Egalitarianisme itu seperti bisa dipahami dari salah satu kutipan sebelumnya, dengan kuat sekali menyangkut pula rasa dan kesadaran hukum, dan kesadaran bahwa tak seorang pun dibenarkan berada diatas hukum. Juga tampak dari salah satu kutipan sebelumnya, egalitarianisme itu, besera rasa dan kesadaran hukumnya, diwujudkan oleh Nabi dalam rintisannya untuk membentuk komunitas-negara yang berkonstitusi. Konstitusi Madinah dari zaman Nabi itu, sama halnya dengan semua konstitusi, adalah hasil pengikatan diri (‘aqd, “kontrak”) antaranggota masyarakat tanpa memandang latar belakang primordialnya. Karena itu, setiap konstitusi mengikat semua warga masyarakat, dan harus ditaati serta dipatuhi dengan konsekuen, sesuai dengan perintah agama untuk menaati setiap perjanjian dan kesepakatan bersama.
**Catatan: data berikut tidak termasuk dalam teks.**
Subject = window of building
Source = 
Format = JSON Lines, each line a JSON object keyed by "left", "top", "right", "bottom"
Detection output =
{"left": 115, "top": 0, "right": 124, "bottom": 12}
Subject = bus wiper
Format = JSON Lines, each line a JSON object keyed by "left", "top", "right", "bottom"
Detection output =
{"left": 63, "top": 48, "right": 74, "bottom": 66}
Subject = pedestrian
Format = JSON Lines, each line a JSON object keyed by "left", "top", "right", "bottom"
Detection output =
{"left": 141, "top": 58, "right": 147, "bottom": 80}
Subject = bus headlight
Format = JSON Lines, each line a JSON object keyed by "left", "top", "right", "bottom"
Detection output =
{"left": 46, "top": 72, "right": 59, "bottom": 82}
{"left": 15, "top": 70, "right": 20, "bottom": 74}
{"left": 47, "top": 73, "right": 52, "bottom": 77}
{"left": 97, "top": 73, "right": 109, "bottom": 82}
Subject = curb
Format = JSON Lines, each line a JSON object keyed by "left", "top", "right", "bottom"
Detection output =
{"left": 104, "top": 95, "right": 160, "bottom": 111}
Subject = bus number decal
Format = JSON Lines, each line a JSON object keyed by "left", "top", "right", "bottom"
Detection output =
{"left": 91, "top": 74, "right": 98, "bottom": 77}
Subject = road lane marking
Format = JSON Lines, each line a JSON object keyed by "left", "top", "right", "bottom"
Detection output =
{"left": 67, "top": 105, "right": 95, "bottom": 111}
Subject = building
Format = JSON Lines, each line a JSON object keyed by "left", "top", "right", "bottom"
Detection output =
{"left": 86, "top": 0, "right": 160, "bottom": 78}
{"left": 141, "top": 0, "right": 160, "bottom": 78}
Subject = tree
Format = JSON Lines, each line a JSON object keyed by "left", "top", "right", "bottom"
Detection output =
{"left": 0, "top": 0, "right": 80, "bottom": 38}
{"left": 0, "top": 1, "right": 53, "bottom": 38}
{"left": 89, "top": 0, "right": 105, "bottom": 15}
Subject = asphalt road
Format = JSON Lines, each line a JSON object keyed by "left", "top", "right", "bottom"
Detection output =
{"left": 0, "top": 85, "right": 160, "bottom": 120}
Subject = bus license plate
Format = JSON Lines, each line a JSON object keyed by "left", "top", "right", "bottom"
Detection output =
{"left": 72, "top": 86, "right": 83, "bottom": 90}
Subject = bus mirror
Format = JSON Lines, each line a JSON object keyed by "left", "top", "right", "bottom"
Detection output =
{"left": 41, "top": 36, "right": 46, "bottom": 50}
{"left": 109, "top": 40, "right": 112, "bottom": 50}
Berbagai problema umat muslim Indonesia, dan dalam hal ini umat Islam dimana saja, ialah kesenjangan yang cukup parah antara ajaran dan kenyataan. Dahulu Bung Karno menyeru umat Islam untuk “menggali api Islam”, karena agaknya dia melihat bahwa kaum Muslim pada saat itu, mungkin sampai sekarang, hanya mewarisi “abu” dan “arang” yang mati dan statis dari warisan kultural mereka. Kiranya, kutipan-kutipan panjang tersebut banyak menopang kepercayaan kaum Muslim tentang Islam, khususnya kaum muslim dari kalangan “modernis” dan kaum Muslim yang menghayati secara mendalam “api” Islam. Tetapi, barangkali yang lebih penting lagi ialah bahwa perspektif semacam itu dapat dijadikan sebagai titik tolak untuk melihat problema umat Islam di Indonesia dewasa ini berkenaan dengan sumbangan yang dapat mereka berikan kepada penumbuhan dinamis nilai keindonesiaan dengan bahan-bahan yang ada dalam ajaran agama mereka sendiri. Dan yang amat diperlukan oleh umat Islam, melalui para kaum intelektualnya, ialah keberanian untuk menelaah kembali ajaran-ajaran Islam yang mapan (sebagai hasil interaksi sosial dalam sejarah), dan mengukurnya kembali dengan yardstrick, sumber suci Islam sendiri, yaitu Al-Quran dan Sunnah. Tapi, barangkali hal itu akan berarti tuntutan untuk melakukan mujahadah, dengan memikirkan kembali makna Islam, umat, syariat, dan lain-lain.